1965
Went babysitting at Bs tonight. They're the people next door. They have a 7 year old, a 10 year old and a 13 year old. The 13 year old, a boy, is alright, but the other two are brats - nice brats, but brats. However, who's complaining? I got $1.50 and it's a nice family. Mr. B had his face badly burned in the war and is very much disfigured.
Comment 2023
Those kids are now in their sixties and seventies.
Mr. B graduated from Fort Hamilton High School in Brooklyn. He enlisted in the Army Air Force in World War II, and served as an airplane mechanic and gunner in the No. 459 Bomb Group, No. 759 Bomb Squadron attaining the rank of staff sergeant. Among his decorations and citations are the Purple Heart Medal with Oak Leaf cluster, the European African Middle Eastern Campaign Medal with three Bronze Battle Stars, the Good Conduct Medal and the World War II victory Medal. He had no face. .
1979
Yesterday I was much better than usual. The weather was beautiful and I had the whole day to work in the library. (Shades of next year.) The two papers (for AMST and TXCE 608) are far, far from being finished. (Much less started) I can see where they are going now, which I couldn’t before. It’s been a disappointing semester. Despite a lot of work, I have gotten less done that it seemed I could. I am looking forward to next summer and next year as a busy, but less complicated time. I will have a few clear tasks
1) dissertation
2) teaching
3) comprehensives
And these I will set as my greatest priorities. After that will come education of the mind…a few set hours every week to read and reflect on things other that those three priorities.
1998
The retreat weekend was a wonderful respite, even considering the long, wet drive in a car packed with teenagers. They were respectful and inclusive, and I enjoyed their energy and affection for each other.

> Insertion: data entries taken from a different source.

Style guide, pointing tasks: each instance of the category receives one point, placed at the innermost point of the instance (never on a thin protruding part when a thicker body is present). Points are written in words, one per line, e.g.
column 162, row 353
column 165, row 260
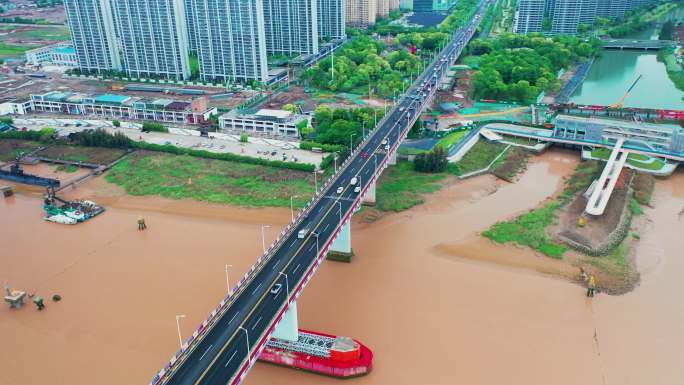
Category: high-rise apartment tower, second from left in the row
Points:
column 152, row 38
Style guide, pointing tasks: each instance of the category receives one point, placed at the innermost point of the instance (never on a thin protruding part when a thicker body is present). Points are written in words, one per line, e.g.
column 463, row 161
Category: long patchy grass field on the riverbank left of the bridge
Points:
column 215, row 181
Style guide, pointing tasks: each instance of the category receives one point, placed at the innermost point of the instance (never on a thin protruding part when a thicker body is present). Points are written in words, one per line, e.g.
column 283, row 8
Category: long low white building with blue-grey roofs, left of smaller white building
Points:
column 112, row 106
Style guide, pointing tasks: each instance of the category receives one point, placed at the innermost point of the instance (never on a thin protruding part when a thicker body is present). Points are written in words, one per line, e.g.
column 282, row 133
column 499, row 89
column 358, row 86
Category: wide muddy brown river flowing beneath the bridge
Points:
column 436, row 303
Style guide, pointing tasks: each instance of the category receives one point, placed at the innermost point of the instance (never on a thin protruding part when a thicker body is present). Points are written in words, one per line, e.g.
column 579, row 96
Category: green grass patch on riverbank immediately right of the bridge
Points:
column 401, row 187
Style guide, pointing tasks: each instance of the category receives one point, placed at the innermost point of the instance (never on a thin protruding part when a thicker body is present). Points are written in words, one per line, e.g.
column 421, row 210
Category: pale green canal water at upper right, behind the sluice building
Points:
column 615, row 71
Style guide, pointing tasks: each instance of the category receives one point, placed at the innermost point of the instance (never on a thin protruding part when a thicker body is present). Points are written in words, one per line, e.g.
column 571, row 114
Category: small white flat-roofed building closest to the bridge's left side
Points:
column 265, row 122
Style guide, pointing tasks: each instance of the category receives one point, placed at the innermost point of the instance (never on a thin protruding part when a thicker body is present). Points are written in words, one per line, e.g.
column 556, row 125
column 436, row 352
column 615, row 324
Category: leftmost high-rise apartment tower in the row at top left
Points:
column 92, row 31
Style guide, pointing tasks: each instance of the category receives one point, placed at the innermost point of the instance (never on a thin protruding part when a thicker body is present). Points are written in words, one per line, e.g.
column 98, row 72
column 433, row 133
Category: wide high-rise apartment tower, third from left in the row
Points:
column 231, row 40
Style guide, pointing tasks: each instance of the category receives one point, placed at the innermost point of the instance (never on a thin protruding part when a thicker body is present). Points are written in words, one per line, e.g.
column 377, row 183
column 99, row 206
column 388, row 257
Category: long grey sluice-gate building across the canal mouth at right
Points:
column 647, row 136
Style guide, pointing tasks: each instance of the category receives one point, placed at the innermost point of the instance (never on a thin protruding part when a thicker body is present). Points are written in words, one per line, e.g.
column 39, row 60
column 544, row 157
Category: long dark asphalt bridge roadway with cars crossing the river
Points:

I can’t say that I completely fulfilled my intention, but I certainly clarified my sense of transition and was able to focus on and celebrate my roles as mother and daughter.

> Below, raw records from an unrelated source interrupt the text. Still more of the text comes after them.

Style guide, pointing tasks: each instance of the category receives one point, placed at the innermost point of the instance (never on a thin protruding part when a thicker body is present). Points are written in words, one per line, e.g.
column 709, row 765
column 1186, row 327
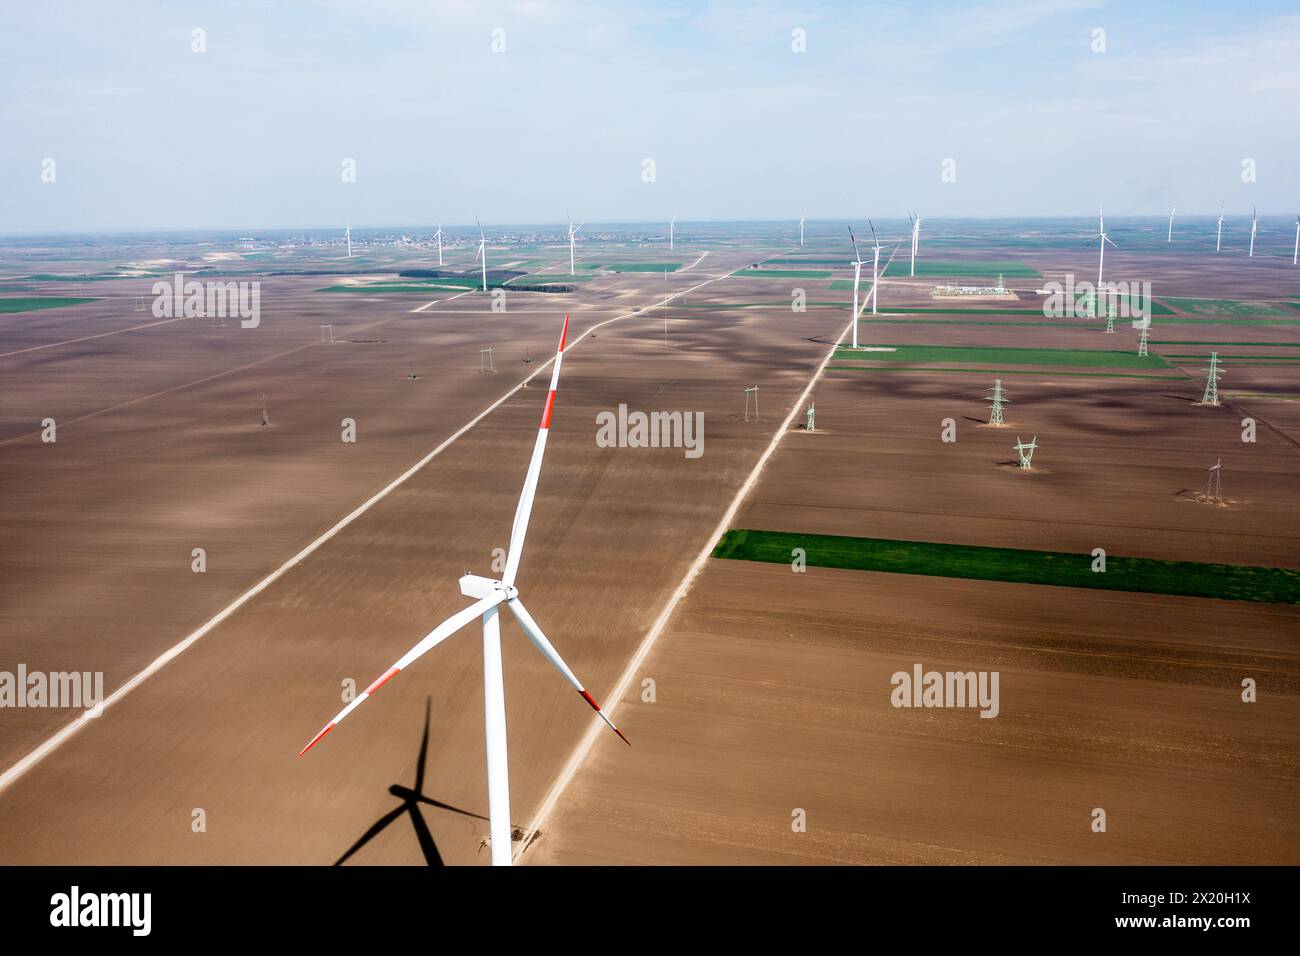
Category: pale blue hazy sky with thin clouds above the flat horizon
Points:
column 1024, row 103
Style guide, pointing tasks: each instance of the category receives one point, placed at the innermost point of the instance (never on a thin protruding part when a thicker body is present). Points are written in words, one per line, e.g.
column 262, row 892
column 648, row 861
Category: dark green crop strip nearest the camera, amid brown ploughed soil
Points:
column 1017, row 566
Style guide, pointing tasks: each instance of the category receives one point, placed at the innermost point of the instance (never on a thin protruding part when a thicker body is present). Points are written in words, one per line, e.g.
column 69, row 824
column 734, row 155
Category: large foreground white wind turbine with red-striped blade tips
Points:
column 489, row 596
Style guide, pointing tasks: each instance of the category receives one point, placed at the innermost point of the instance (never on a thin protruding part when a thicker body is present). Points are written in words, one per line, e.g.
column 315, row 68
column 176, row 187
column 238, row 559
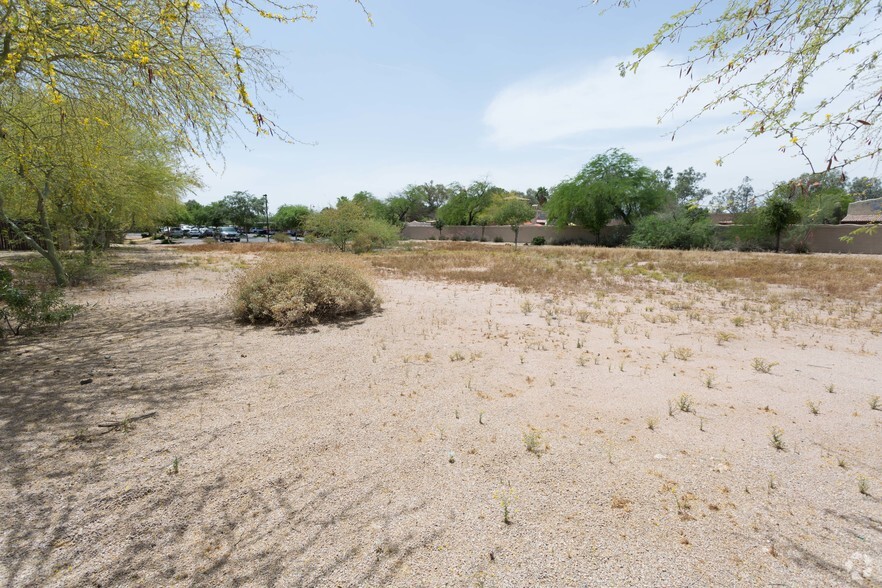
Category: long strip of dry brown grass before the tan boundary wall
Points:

The next month is a month to savor — my last month “in the world” before I go on sabbatical, which is a kind of retreat, after all. Lots to do, lots to experience. Hallelujah.
Comment 2023
These two entries, over two decades apart, caught me at a similar time: the spring semester winding down. In both years, I was looking forward to the coming academic year (the only kind of year I knew, for most of my life). In 1979, I was almost done with my PhD coursework and anticipating a year of “just” teaching and working on my dissertation. (LOL) Eager to be done with school, I had made the astoundingly stupid decision to take four courses a year while I was also teaching a course every semester. The goal was to be done with being a student and concentrate on being a scholar. Instead, I achieved new heights of procrastination and hit my first serious case of writer’s block. The 1998-99 sabbatical turned out to be a complete dead end. I planned to (finally) write that book about children’s clothing, but instead plunged into the exciting new world of online teaching. Oh, well. Live and never learn.
2023
Having realized that the more old entries I add, the less sense a single “response” makes, I am changing my format a bit. The past in regular, the comments in italics. Hope this is less confusing. What say you?
This also encourages me to use today’s entry as a more of an actual journal.
Where am I, and what am I up to? It’s a Thursday, so that means Early Music rehearsal. While I write this, I am listening to the alto parts of the four pieces we are working on today. Thank you, Meredith Wilson and Harold Hill, for introducing me to the “think method”.
My writing group meets tomorrow, and I am still procrastinating on my latest revision. Or maybe it’s a re-re-re-vision. This poor chapter.
Maybe I should knit less — I have four works in progress and I do a few rows in each everyday. But ripping out a bad row in knitting is so much more satisfying than revising an already ragged paragraph.
Tonight a friend is coming over with Chinese food and we are going to watch an Indian movie starring my not-so-secret star crush. Hubba hubba!
2024
It has finally happened. I reached the point where I have transcribed every entry for this day. “Now what?” as I am fond of saying. I cast on two new knitting projects this morning, bringing my works in progress to four (again). Now, lunch.
We actually had one in 1973-74. Got strange looks when we put oil in the gas tank.
Another interesting factoid about our next door neighbour on Sherwood Drive: he was the first and only person I ever knew to drive a SAAB with a two-cycle engine. Remember the clouds of bluish/white smoke?